For instance, in a recent interview, Ward told The San Diego Union-Tribune that polystyrene “does not ever break down.” However, according to a prominent 2015 study published in Environmental Science and Technology, mealworms, which live practically everywhere that humans do, not only have the ability to digest, but can survive entirely on polystyrene. Likewise, when polystyrene is burned at high temperatures, not only are the two main chemicals generated only water and carbon dioxide—the same chemicals generated in a wood-fueled bonfire—but because of the sheer abundance of heat released, polystyrene can be used to generate electricity.

In that vein, another misconception that proponents of the ban have promoted is that there are plentiful, cheap alternatives to polystyrene products. Unfortunately, according to a recent study funded by the American Chemistry Council investigating the economic effects of a potential polystyrene ban in New York City, businesses would have to spend nearly double to purchase non-polystyrene equivalent products. The potential economic consequences of Ward’s proposed ban merit serious consideration, especially because they would affect struggling small businesses.

Effectively, a polystyrene ban would raise the cost of doing business, make market entry harder, and create a less competitive economic environment for businesses that rely on polystyrene products, such as small restaurants and street food vendors. These sorts of businesses tend to have extremely thin profit margins. So, if Ward’s ban were to become law, these businesses would be disproportionately affected.

To its credit, Ward’s legislation includes a provision that would allow restaurants with revenues under $500,000 to apply for exemptions that could last for up to two years. However, since this provision applies only to restaurants and specifically to revenues and not profits, it doesn’t necessarily protect businesses with thin profit margins. Likewise, the fines that Ward’s legislation prescribes—and which will likely fall on exactly the businesses he intends to protect—are excessive: $200 for a first offense, $350 for a second offense, and $500 for a third offense (within the same 12-month period as the first offense). These aren’t losses that businesses with thin profit margins can sustain easily.

Worse, the proposed ban wouldn’t even reduce overall pollution. According to a report published by the Independent Institute, paper alternatives to polystyrene products typically create more pollution than their polystyrene equivalents and empirical research indicates that polystyrene bans don’t reduce pollution levels.

For example, a study published by the California State Water Resources Control Board examining an ongoing ban on polystyrene products in San Francisco found that the ban “does not decrease overall litter but causes a shift in litter to other materials.” And according to a related report published by the same institution, “mere substitution would not result in reduced trash generation if such product substitution would be discarded in the same manner as the banned item.” Clearly, Ward’s proposed ban, rather than substantively reducing waste, would simply raise costs.

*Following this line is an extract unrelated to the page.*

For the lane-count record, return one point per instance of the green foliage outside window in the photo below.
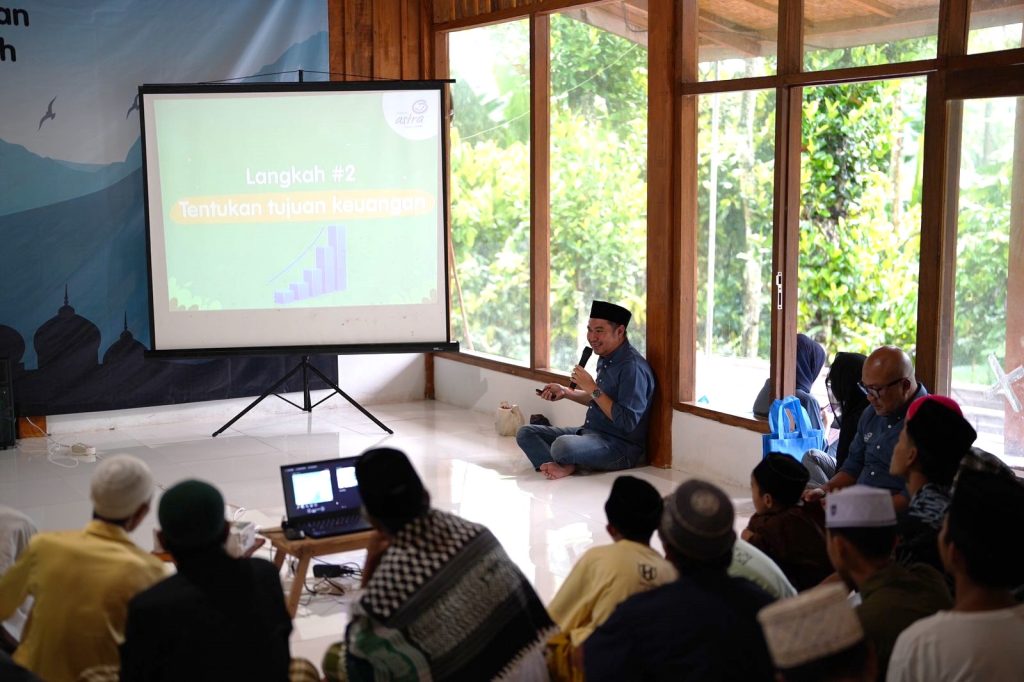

Councilman Ward’s proposal is well-intentioned, however, many of its justifications seem to be derived more from outmoded ideas and serious misconceptions, rather than recent scientific and economic research related to polystyrene products and their alternatives. The San Diego Council should be skeptical of Ward’s rhetoric and carefully consider the needless and substantial harms that such a ban would cause.

Michael Shindler is a research fellow at the Consumer Choice Center.